Se poser la question en termes de schéma national par rapport à l'évolution des troubles à l'ordre public tels qu'on les connaît en France et ailleurs présente une vertu. En France, notre tactique se fonde très largement sur le fait que les manifestations sont déclarées – par des organismes, syndicats, partis politiques, associations de droit ou de fait qui ont pignon sur rue et dont les responsables sont connus. Il est de tradition, dans certaines villes, de ne pas déclarer les manifestations – je parle non pas de Paris, où la tradition est au contraire de déclarer, mais de Marseille –. C'est ainsi, et l'absence de déclaration formelle ne signifie pas qu'il n'y a pas de contacts informels entre les autorités et les organisateurs. Nous avions donc en quelque sorte des organisateurs identifiés, des services d'ordre interne constitués, une temporalité et un calendrier qui nous permettaient d'anticiper, notamment d'anticiper le positionnement de forces mobiles au bon endroit au bon moment. Tout cela vole en éclats aujourd'hui puisque n'importe quel personnage dont la popularité peut-être « boostée » par des émissions de télévision avides de sensationnel est capable, désormais, grâce aux réseaux sociaux, de convoquer 3 000, 4 000, 5 000 personnes en tout point du territoire, et, pire, de convoquer des manifestations de manière virale sur l'ensemble du territoire. C'est notre difficulté actuelle. Nous avons des manifestations au même moment, au même endroit, sur l'ensemble du territoire. L'instantanéité des réseaux sociaux met à mal notre modèle, notamment en termes d'anticipation.

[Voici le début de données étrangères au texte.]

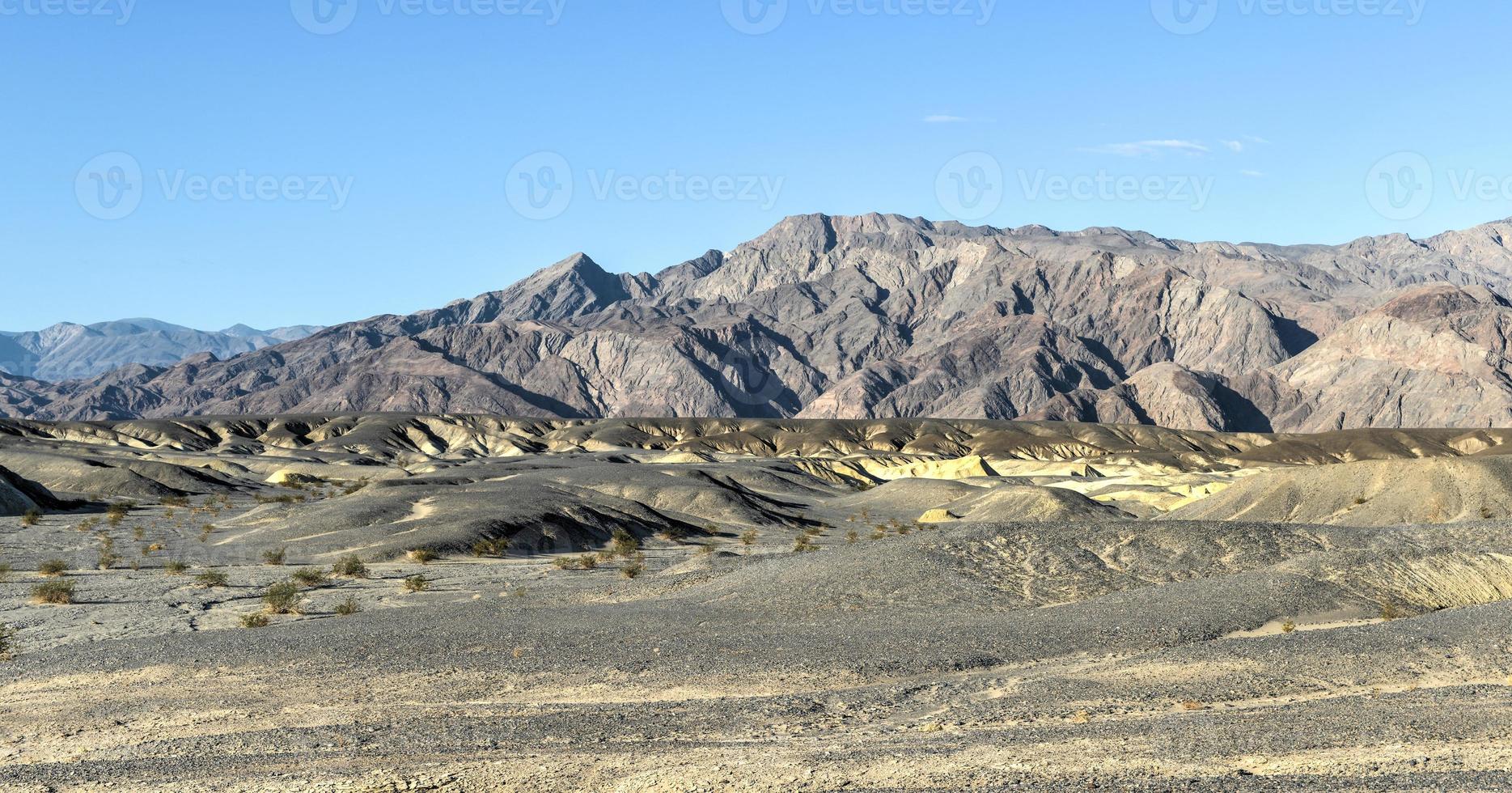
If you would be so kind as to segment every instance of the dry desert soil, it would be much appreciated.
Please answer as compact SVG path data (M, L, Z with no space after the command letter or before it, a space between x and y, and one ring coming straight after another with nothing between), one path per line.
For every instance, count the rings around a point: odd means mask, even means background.
M0 421L0 790L1509 790L1509 440Z

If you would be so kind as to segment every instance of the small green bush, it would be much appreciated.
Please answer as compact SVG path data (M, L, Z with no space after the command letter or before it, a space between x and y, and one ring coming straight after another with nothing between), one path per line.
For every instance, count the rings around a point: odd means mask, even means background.
M231 586L231 580L221 571L206 571L194 577L194 583L201 589L221 589Z
M609 540L611 554L629 558L640 549L641 549L641 540L635 539L635 534L631 534L623 528L614 530L612 539Z
M242 614L243 628L266 628L272 625L274 620L268 619L268 614Z
M68 605L74 602L74 583L62 578L42 581L32 587L32 599L48 605Z
M314 568L299 568L298 571L293 571L293 575L290 575L289 580L299 584L301 587L311 587L311 589L324 586L328 581L325 578L325 572L318 571Z
M263 592L263 604L274 614L298 614L304 608L304 595L293 581L281 581Z

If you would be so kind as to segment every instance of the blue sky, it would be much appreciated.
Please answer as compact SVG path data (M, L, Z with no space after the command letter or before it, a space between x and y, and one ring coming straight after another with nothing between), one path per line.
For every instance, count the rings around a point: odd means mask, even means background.
M804 212L1512 215L1506 3L738 2L0 0L0 328L333 324Z

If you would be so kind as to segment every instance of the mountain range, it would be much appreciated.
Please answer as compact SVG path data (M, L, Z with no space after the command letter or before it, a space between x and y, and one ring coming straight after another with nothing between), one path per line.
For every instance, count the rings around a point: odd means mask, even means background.
M116 319L80 325L59 322L42 330L0 331L0 372L38 380L98 377L129 363L172 366L195 353L231 357L304 339L318 325L257 330L233 325L194 330L159 319Z
M0 415L1506 425L1507 236L1512 221L1264 245L804 215L656 274L575 254L499 292L233 357L0 375Z

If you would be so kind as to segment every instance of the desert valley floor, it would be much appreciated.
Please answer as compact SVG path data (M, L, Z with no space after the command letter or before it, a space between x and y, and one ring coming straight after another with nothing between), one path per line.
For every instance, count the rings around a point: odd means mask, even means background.
M1507 452L5 419L0 790L1507 790Z

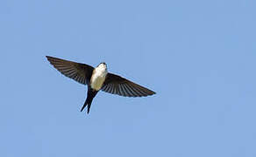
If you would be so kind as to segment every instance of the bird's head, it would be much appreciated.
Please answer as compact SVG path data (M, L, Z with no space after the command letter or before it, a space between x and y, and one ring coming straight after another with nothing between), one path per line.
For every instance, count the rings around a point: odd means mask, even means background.
M107 71L107 64L105 62L102 62L97 65L97 69L102 71Z

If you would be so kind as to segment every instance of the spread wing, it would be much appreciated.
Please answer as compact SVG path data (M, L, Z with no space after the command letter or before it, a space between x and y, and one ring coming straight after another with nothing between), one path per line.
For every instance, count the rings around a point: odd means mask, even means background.
M90 65L46 56L51 65L66 77L87 85L94 68Z
M153 91L112 73L107 74L102 90L124 97L146 97L155 94Z

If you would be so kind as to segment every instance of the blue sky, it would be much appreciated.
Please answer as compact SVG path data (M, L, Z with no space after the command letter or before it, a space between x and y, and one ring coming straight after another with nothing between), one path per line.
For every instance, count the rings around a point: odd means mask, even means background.
M256 156L256 2L1 1L0 156ZM87 87L45 56L157 92Z

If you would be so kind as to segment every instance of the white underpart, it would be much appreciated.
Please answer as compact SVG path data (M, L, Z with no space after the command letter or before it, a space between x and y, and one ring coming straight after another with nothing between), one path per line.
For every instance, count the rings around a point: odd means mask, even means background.
M96 68L95 68L93 75L90 78L90 86L96 91L99 91L107 75L107 67L104 64L100 64Z

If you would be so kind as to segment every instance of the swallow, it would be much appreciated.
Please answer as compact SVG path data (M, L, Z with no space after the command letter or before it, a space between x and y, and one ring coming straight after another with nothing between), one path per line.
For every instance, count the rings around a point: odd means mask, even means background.
M100 90L124 97L146 97L156 93L124 78L108 72L107 65L104 62L94 68L86 64L50 56L46 56L46 58L66 77L88 85L87 98L81 112L88 106L87 113L89 113L92 100Z

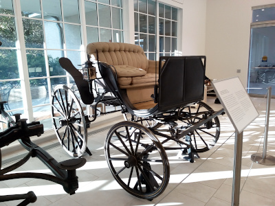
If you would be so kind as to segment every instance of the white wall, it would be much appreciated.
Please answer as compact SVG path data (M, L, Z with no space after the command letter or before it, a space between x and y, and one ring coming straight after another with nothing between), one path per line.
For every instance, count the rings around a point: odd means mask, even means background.
M183 1L182 55L205 55L206 1Z
M252 7L275 0L207 0L206 76L222 79L239 76L246 87ZM236 73L241 69L241 73Z

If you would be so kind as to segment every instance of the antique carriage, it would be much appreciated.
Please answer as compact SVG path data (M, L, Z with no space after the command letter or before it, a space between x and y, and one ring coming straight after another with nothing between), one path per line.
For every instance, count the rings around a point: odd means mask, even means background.
M111 47L115 43L109 44ZM201 102L205 56L160 57L155 64L158 66L155 80L138 87L143 89L149 85L153 89L151 100L136 103L129 91L132 85L120 84L121 68L106 63L103 50L95 53L96 60L85 62L82 73L69 59L60 59L60 65L71 74L78 89L59 85L53 91L54 129L62 146L71 156L81 157L85 152L91 154L87 148L87 128L98 115L97 106L120 106L127 121L115 124L109 131L104 144L106 159L113 177L126 191L139 198L153 199L163 192L169 181L166 150L182 150L185 159L193 162L194 155L199 157L198 152L208 150L218 140L217 116L223 110L215 112ZM116 51L116 47L113 50L113 54L119 51ZM133 54L135 49L131 52ZM98 69L97 78L95 67ZM95 110L92 115L84 114L83 106L87 105ZM177 143L177 146L170 146L170 142Z

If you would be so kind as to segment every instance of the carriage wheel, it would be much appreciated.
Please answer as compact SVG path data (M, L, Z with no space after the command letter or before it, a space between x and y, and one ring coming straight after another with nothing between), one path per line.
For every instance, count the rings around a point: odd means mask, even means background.
M145 126L132 122L115 124L104 144L105 157L116 181L129 193L152 200L169 181L166 153Z
M86 121L81 105L65 85L54 88L52 100L52 121L57 138L72 157L81 157L87 141Z
M186 124L187 128L203 119L204 112L213 111L211 107L204 102L199 102L198 107L183 107L180 110L179 116ZM188 117L193 117L190 119ZM187 125L187 126L186 126ZM219 139L220 133L220 124L218 117L212 119L212 123L203 124L193 132L190 133L192 144L197 152L204 152L212 148Z

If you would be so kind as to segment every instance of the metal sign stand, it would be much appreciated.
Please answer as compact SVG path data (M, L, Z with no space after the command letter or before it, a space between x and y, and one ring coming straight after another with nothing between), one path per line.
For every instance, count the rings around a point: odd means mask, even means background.
M271 87L268 87L268 92L267 92L263 154L253 154L252 155L251 155L251 159L254 162L265 165L275 165L275 157L271 155L267 155L268 126L270 124L270 101L271 101Z
M239 205L243 130L258 113L239 78L213 81L214 90L235 128L231 205Z
M235 131L234 154L233 187L231 205L239 205L240 199L240 183L241 171L241 154L243 151L243 132Z

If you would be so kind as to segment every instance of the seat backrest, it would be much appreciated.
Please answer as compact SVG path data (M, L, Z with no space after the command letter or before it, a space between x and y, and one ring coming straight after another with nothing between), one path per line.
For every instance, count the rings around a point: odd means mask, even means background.
M148 70L148 61L142 48L138 45L122 43L97 42L87 46L87 54L91 60L98 60L110 65L129 65Z
M159 111L165 111L204 100L206 56L162 56Z
M89 90L89 83L83 80L83 76L72 63L71 60L67 58L61 57L59 59L61 67L66 70L73 78L76 83L82 101L85 104L91 104L94 102L94 94Z

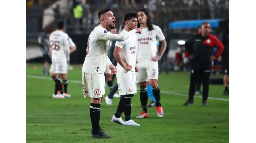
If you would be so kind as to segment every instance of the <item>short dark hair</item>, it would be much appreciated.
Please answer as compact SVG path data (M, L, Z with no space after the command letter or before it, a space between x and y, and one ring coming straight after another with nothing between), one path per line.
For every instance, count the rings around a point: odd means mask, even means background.
M58 29L62 29L64 27L64 22L60 21L58 22L57 24L57 28Z
M109 11L111 11L111 10L109 9L105 9L100 11L100 12L98 13L98 18L99 18L99 19L100 19L100 18L102 15Z
M123 23L122 24L122 26L121 26L121 28L123 29L125 27L125 23Z
M131 19L133 18L137 18L137 14L135 13L131 13L129 12L126 13L125 15L125 18L124 20L125 20L125 22L127 20L130 20Z
M139 11L141 11L144 12L145 15L148 16L148 19L147 20L147 23L148 28L148 31L150 31L154 29L153 25L152 25L152 23L151 23L151 19L150 17L149 13L147 11L147 10L144 9L142 9L139 10L137 11L137 14L138 14L138 13L139 12ZM139 22L138 23L138 27L140 27L140 23Z

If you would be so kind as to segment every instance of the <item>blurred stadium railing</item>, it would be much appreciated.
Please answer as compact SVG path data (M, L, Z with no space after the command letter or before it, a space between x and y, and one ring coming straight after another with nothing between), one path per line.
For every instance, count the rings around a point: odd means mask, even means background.
M33 2L32 4L31 1ZM79 4L77 0L27 0L27 41L37 41L39 33L54 30L57 22L60 20L64 21L66 32L69 34L89 34L98 24L98 13L102 9L108 8L112 11L118 29L124 22L124 16L126 13L136 12L138 10L144 8L149 12L153 23L162 29L166 37L168 50L174 53L169 55L173 55L179 46L177 41L186 40L194 33L197 27L171 29L171 22L184 20L229 19L229 0L80 1L84 8L81 23L75 18L73 12L73 8ZM216 31L216 28L213 29L213 32ZM167 57L168 50L166 51L163 62L159 64L165 70L172 69L173 65L173 60L165 62L170 59Z

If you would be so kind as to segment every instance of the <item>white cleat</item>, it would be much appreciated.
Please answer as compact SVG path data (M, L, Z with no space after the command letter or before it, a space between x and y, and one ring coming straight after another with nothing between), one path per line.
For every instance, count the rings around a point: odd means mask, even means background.
M115 98L118 98L120 97L121 96L120 95L116 93L115 93L115 94L114 94L114 95L113 96L113 97Z
M138 124L134 122L134 121L131 119L128 121L125 122L124 125L130 125L132 126L140 126L139 124Z
M108 98L108 96L107 96L105 97L105 101L107 105L112 105L112 99Z
M63 94L64 95L64 96L65 97L70 97L71 96L70 94L68 94L66 93L63 92Z
M53 94L53 98L65 98L65 97L63 94L54 94L54 93Z
M125 123L125 122L124 122L123 120L122 119L122 118L120 117L118 118L116 117L115 115L112 116L112 117L111 118L111 121L112 123L117 123L119 125L123 125Z

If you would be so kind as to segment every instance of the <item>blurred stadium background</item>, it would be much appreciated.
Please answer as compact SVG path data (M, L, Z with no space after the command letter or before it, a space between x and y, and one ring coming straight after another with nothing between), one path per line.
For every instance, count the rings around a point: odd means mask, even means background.
M98 13L106 8L114 13L118 30L126 13L146 9L153 23L165 34L167 48L159 61L165 118L157 118L155 109L150 109L153 119L137 122L146 127L136 131L126 129L109 123L118 99L113 101L113 107L103 103L101 123L113 136L105 142L228 142L229 97L222 95L222 79L220 84L210 86L209 107L201 107L200 96L196 96L198 105L181 107L188 92L189 67L183 63L177 66L175 55L203 22L210 22L211 33L217 37L226 30L229 3L229 0L27 0L27 142L78 143L83 140L94 142L90 140L90 117L85 117L89 101L83 99L81 85L77 84L81 80L80 65L86 56L88 36L99 22ZM71 98L63 101L51 98L54 83L49 76L42 74L43 58L38 43L39 35L54 31L61 20L77 48L70 56L72 70L68 73L68 92ZM212 78L222 78L218 66L221 68L221 65L213 67ZM139 97L132 100L132 114L135 116L141 111ZM146 130L149 133L134 136Z

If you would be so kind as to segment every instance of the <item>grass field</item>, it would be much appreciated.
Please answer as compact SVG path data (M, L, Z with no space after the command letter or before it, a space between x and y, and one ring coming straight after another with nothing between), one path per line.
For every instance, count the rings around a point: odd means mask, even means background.
M81 68L72 66L74 69L69 71L68 77L68 91L71 97L61 99L52 98L54 83L49 76L42 74L43 65L28 65L27 142L229 142L229 97L222 95L223 85L210 86L209 96L213 98L208 99L208 106L202 106L199 96L193 105L184 107L182 105L188 98L185 95L188 92L189 74L178 72L159 75L164 112L162 118L158 118L156 108L152 108L148 109L149 118L135 118L141 111L138 93L132 99L132 118L140 126L119 125L111 123L110 118L119 98L114 98L111 106L107 105L103 99L100 125L111 138L92 139L90 99L83 98ZM36 69L33 68L35 66Z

Le schéma national du maintien de l'ordre aura donc une immense vertu car il prendra en compte la mutation que constituent ces faits pouvant causer des troubles graves à l'ordre public.

Nous ne nous situons plus du tout dans les schémas traditionnels dont je parlais tout à l'heure, mais dans des chemins nouveaux qu'il faut prendre en compte. À cette fin, on ne va certainement pas décider de multiplier par deux le nombre de compagnies républicaines de sécurité et d'escadrons de gendarmerie mobile ; cela n'aurait aucun sens.